Like in Dr. Dube’s story, once these religious figures were educated on the risk, they saw the value in speaking on it and implementing safety measures. However, the Jewish Orthodox oftentimes being a closed off community, this meant a give and take had to take place. With the help of Rabbis, members of the Synagogue could worship together if masking was enforced and vaccinations were encouraged. We have learned from these stories of the pandemics that change occurs not from outside dictation, but from community buy-in.

The Complexity of Reaching Target Populations

With Tuesday’s lecture focused on effective communication strategies and both great and poor communication examples shows, I have been thinking of message tailoring. During the COVID-19 pandemic we saw more attention being paid to this. Diverse and marginalized groups have historically faced medical racism, or worse, medical violence. In the United States, there has been the forced sterilization of Indigenous women, the Tuskegee syphilis study, and experimental treatment on incarcerated individuals. How do you gain trust during a public health crisis when these populations have experienced trauma at the hands of experts?

Within the African American community, there exists a rightful hesitation with regards to the COVID vaccine. With time and attention brought to more tailored approaches of messaging, this has improved. However, as each new booster rolls out, oftentimes concern remains. When thinking about both acknowledging the mistrust and providing education, it’s a careful balance. After doing some more research, I found this interesting infographic published by the Association of Immunization Managers.

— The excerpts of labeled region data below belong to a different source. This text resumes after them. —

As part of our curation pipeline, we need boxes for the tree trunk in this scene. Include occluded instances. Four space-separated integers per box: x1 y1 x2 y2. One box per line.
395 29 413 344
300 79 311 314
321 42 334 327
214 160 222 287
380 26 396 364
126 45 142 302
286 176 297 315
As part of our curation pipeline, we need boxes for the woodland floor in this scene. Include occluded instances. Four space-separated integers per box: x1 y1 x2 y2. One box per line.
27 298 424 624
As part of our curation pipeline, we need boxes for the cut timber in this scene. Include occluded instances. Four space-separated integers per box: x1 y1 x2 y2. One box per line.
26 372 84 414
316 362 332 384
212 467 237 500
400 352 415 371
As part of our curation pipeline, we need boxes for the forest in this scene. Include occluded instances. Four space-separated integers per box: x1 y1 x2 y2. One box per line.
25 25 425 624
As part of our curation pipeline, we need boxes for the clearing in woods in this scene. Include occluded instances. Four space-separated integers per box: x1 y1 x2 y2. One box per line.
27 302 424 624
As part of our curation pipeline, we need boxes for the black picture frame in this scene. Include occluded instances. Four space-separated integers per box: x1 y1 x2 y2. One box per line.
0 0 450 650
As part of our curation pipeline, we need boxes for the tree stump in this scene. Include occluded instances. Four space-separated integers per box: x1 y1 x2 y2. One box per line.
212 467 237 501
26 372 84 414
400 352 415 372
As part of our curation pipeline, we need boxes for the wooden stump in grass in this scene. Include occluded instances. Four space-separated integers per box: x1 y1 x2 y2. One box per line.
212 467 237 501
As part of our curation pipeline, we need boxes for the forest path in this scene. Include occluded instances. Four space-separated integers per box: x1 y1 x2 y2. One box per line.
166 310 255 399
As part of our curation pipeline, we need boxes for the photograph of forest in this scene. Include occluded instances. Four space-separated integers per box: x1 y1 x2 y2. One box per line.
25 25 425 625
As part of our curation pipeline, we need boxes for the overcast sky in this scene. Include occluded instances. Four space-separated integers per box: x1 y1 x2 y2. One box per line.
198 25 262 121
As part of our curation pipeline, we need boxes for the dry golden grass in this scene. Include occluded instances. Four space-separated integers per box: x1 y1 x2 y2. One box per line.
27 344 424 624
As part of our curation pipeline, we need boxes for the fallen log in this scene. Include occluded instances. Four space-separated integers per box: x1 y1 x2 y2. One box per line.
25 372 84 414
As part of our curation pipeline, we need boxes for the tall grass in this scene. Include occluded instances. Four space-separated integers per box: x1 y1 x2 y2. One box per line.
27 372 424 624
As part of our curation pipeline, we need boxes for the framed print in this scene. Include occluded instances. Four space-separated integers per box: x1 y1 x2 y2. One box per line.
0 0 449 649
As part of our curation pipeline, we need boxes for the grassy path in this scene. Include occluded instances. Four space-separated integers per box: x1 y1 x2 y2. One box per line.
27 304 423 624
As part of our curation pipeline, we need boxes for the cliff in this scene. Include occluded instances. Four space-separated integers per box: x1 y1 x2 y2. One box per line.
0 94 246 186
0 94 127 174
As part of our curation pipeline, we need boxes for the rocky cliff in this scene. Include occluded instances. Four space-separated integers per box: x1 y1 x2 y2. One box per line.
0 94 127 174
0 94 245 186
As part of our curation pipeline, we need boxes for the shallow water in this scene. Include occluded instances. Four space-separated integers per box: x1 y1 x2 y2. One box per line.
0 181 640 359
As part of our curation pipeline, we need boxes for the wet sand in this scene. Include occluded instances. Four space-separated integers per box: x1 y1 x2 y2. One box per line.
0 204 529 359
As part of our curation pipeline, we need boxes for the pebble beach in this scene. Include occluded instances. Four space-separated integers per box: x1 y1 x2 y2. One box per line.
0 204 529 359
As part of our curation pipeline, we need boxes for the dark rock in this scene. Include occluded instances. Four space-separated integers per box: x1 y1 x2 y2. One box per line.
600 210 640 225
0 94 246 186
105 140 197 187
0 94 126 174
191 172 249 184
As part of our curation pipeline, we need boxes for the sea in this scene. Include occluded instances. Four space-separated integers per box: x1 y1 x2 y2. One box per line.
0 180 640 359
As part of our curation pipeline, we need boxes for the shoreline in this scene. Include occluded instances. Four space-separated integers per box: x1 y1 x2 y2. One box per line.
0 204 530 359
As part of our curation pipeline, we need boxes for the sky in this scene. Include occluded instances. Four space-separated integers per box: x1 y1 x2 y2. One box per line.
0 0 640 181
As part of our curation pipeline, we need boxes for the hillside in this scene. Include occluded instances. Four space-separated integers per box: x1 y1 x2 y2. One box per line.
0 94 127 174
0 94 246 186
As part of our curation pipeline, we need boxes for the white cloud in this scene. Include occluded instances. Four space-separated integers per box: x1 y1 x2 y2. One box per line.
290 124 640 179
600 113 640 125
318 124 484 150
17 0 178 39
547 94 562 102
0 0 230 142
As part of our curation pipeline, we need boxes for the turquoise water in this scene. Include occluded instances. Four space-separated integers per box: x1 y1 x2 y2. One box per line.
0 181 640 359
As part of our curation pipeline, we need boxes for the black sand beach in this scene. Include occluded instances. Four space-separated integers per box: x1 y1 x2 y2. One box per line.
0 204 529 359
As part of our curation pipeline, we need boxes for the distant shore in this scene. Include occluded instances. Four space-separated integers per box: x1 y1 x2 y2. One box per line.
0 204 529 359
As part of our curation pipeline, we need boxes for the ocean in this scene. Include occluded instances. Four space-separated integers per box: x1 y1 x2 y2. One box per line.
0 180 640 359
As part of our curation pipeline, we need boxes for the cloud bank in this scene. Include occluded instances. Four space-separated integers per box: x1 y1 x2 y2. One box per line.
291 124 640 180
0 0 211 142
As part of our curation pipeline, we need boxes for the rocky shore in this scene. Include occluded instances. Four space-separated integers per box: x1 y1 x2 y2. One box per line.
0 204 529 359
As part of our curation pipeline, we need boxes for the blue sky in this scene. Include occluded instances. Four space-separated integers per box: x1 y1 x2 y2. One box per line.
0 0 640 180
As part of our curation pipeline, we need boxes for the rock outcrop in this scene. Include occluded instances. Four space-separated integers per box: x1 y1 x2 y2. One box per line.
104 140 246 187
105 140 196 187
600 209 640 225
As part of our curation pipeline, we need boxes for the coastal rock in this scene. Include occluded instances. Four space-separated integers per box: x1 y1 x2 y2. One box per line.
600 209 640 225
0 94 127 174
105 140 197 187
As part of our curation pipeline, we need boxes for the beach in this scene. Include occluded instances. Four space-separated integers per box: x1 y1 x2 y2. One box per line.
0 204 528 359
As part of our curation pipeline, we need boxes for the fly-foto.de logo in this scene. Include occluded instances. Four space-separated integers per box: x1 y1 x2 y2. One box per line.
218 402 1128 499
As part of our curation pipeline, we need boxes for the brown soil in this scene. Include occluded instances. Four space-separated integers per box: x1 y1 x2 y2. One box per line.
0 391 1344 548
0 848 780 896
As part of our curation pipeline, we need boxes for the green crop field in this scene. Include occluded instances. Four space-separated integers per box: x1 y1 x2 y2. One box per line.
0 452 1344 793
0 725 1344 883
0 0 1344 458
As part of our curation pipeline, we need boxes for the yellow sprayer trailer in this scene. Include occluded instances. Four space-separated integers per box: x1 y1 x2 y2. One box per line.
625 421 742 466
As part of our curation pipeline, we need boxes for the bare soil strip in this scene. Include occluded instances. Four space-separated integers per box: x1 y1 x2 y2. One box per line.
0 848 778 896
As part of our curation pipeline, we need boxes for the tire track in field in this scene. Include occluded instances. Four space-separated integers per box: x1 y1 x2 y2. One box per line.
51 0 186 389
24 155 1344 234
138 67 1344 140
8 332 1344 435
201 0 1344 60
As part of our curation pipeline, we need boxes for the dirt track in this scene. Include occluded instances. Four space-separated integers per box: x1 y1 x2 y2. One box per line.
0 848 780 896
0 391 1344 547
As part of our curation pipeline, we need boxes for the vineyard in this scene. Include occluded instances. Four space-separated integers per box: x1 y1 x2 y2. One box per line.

Association of Immunization Managers

While the issue of gaining trust is incredibly complex, what I appreciate about this message are the points of ‘acknowledge values and lived experiences’ and ‘support the process of decisions making’. I believe that a good public health message does include both aspects; saying ‘you have every right to feel this way’ and ‘you have the right to make this health decision’ returns autonomy to the individual. For tailoring communication, both must be included in order to even be heard. To use these techniques first and foremost with marginalized groups can not only get your foot in the door, but also considers the ethical principles of public health.